Sunday, November 11, 2012

Evie's First Birthday and Whole Wheat Organic Sugar Free Cake

Whew. What a week! I am glad birthdays only come once a year. Now I know why my mom always looked like she'd been hit by a bus in my birthday party pictures.

I was getting a lot of pressure about how first birthdays are "supposed" to be. An entire cake for the baby to smash and eat all by herself, (a "real" cake!) and brightly colored icing to smear all over her face. Okay, but in my world, it also has to be whole wheat, no sugar, and no artificial dyes. Hmmm.

I ended up tweaking this carrot cake recipe to my liking and it was delicious. For the icing, I just put a block of organic cream cheese in the blender with a couple tablespoons of maple syrup and voila! I made two fruit syrups for the colors, one from mango and pineapple for yellow and one from blackberries which turned out kind of dark red. They yellow wasn't quite bright enough once I mixed it with icing so I added a bit of the spice turmeric, which worked like a charm and you couldn't taste it at all. You can read how to make the syrups here.

Here is the final recipe I came up with:

2 cups organic whole wheat pastry flour
1 teaspoon baking powder (make sure your brand is aluminum free!)
1 1/2 teaspoons baking soda
1 teaspoon sea salt
2 teaspoons cinnamon
3/4 cup organic unrefined coconut oil
3/4 cup maple syrup
4 organic free range eggs
2 cups grated organic carrots
1 cup organic raisins

Combine the first 5 ingredients in a large bowl. Add the eggs, maple syrup, and coconut oil. (Coconut oil becomes a solid at normal room temperatures. If yours is solid, you will have to melt it over very low heat before you can mix it in.) Lastly, add the carrots and raisins and mix again. Bake at 350 for 35 minutes, or until a toothpick inserted in the middle comes out clean.

For the party, I cut this recipe in half by 1/4 because I was just making a small heart shaped cake.

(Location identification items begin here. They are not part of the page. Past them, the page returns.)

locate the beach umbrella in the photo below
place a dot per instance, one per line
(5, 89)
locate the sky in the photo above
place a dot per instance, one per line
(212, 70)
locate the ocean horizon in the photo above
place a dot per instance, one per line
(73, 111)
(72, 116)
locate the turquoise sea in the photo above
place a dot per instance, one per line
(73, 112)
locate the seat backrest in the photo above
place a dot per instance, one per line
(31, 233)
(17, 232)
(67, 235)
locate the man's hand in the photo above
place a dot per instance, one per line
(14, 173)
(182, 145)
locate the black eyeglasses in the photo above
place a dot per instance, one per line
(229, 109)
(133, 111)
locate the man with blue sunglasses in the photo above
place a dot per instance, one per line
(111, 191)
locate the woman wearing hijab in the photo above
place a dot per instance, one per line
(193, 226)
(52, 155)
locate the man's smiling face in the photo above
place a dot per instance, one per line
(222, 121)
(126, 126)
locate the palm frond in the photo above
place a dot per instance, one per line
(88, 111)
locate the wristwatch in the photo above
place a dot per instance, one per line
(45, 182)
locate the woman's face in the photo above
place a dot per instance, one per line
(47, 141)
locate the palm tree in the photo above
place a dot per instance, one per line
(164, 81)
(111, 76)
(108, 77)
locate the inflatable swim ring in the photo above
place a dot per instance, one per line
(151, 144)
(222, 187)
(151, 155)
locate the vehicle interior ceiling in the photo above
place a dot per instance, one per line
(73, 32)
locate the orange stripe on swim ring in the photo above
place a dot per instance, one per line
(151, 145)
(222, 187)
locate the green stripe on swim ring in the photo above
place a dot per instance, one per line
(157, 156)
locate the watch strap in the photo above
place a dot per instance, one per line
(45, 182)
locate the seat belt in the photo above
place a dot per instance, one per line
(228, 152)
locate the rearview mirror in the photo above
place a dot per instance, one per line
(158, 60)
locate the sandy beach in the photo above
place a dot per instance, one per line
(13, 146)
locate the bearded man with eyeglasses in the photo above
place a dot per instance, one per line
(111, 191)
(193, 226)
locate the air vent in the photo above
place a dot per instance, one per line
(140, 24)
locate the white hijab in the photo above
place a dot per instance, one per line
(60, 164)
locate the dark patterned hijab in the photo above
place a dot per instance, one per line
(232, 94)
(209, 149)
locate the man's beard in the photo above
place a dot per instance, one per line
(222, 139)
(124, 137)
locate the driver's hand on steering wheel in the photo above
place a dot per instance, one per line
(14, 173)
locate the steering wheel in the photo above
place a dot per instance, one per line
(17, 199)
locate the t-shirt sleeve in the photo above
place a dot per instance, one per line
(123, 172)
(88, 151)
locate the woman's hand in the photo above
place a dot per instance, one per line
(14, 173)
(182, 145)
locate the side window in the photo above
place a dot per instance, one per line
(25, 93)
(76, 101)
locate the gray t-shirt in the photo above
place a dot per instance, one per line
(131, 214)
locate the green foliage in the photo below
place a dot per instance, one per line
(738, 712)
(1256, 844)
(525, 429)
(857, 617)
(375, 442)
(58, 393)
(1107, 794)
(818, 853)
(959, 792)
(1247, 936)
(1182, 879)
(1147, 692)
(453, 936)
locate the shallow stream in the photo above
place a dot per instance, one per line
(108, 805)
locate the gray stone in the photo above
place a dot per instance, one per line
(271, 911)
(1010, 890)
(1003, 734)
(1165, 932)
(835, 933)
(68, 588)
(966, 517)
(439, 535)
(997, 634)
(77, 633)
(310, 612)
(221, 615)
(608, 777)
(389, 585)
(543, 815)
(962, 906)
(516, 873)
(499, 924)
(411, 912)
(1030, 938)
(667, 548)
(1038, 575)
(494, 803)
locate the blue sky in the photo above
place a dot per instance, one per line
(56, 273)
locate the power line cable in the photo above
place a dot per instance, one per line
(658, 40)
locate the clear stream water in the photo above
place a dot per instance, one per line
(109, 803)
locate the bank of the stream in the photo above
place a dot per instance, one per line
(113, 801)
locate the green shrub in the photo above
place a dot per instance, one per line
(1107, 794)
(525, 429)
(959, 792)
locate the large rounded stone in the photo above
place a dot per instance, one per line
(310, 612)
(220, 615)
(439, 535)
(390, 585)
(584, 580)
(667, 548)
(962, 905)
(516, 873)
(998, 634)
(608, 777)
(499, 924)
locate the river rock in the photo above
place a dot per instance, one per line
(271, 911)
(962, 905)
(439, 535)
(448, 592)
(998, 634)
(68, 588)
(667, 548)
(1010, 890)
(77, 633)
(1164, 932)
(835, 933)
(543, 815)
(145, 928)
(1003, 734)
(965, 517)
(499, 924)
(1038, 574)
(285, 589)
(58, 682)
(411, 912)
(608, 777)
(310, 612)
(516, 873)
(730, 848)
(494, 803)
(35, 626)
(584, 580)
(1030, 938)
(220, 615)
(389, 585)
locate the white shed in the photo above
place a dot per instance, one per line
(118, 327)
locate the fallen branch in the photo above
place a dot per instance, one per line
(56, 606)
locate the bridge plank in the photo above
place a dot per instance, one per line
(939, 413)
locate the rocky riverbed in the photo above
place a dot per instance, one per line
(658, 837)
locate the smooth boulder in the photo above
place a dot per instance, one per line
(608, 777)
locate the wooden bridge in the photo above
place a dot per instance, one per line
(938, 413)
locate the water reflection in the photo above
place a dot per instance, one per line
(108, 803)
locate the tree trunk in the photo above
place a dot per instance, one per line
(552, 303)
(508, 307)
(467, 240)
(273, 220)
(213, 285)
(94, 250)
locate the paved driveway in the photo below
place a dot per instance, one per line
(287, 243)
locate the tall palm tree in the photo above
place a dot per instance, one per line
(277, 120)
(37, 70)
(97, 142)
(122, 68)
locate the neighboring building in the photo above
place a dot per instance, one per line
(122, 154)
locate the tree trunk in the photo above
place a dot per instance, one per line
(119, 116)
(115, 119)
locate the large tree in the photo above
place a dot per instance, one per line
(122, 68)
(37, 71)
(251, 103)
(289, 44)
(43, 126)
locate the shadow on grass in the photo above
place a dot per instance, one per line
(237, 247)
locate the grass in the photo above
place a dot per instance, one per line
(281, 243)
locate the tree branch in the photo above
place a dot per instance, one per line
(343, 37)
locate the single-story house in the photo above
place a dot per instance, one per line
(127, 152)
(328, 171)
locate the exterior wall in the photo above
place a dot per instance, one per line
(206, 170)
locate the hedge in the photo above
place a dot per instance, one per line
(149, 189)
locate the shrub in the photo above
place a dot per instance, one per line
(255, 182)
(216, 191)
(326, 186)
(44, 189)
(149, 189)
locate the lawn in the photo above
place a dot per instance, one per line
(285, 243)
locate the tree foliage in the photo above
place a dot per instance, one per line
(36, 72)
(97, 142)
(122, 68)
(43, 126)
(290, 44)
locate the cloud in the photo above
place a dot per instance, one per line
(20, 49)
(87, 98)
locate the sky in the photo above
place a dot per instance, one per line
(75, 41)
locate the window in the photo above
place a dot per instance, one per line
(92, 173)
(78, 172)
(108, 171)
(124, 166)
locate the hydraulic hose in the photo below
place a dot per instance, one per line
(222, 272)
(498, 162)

I seriously stressed myself out over what to feed the adults. It was going to cost a bajillion dollars to make enough of the above recipe to feed all our guests. I thought maybe I would just get an organic cake mix but then I read the ingredients and it was basically just white flour, white sugar, and baking powder and I would still have to add the expensive stuff myself so that was no help. I decided to just make a normal cake from scratch with as many organic ingredients as we already had in our pantry. So it ended up that everything was organic except the flour, and I did use white flour that we had left from our white bread days. I used organic cane sugar. A cake is a treat, not something you expect to meet your nutritional needs, so having white flour at a birthday party is not going to kill you. I didn't have enough time to perfect a whole wheat recipe with ingredients I could afford and I was honestly terrified that everyone would be standing around choking my crappy cake down thinking to themselves "I knew healthy meant gross." Hopefully next year I will be able to pull it off, but for now I just take comfort in the fact that at least my cake didn't have any bogus food additives or genetically modified ingredients. It was a cake my grandma would have been proud of. (Even though I burned the bottom a little!)

I got to thinking about the evolution of birthday cakes. Back in the day, they were baked from scratch by someone who loved and cherished you. Then along came cake mixes, which were also made with love, just less effort and time. Now, we have store bought cakes. Almost all of the cakes I have seen recently have been made in a store bakery. I know this sounds like some corny hippie crap, but there is something so sad about a Walmart birthday cake. Aside from the horrifying ingredients... something deeper. A cake is a symbol of love, a celebration of your existence. Something someone made in order to say "I am so glad you were born." The people working in the bakery at Walmart are probably getting paid minimum wage and hate their jobs. I can hear them thinking "If I have to make one more Sponge Bob cake I'm going to shoot myself." Maybe store bought cake contains some residual resentment. Maybe that's totally stupid, but I don't think so. I think it's just one example of what is wrong with what we eat. Corporations who care about profits, not people, mix and box most of the food we eat today. They are more concerned about sales and preventing spoilage and profit loss than they are about nourishing the people who buy their products. There is no love in our food.

 This is where buying locally, buying organic, and buying from small family owned companies can make a difference. Small organic farmers and companies take pride in making healthy food and carry the intention of making a nourishing product. Of course they want to make money too, but without putting profits before people. Cook from scratch whenever possible. It is so worth it.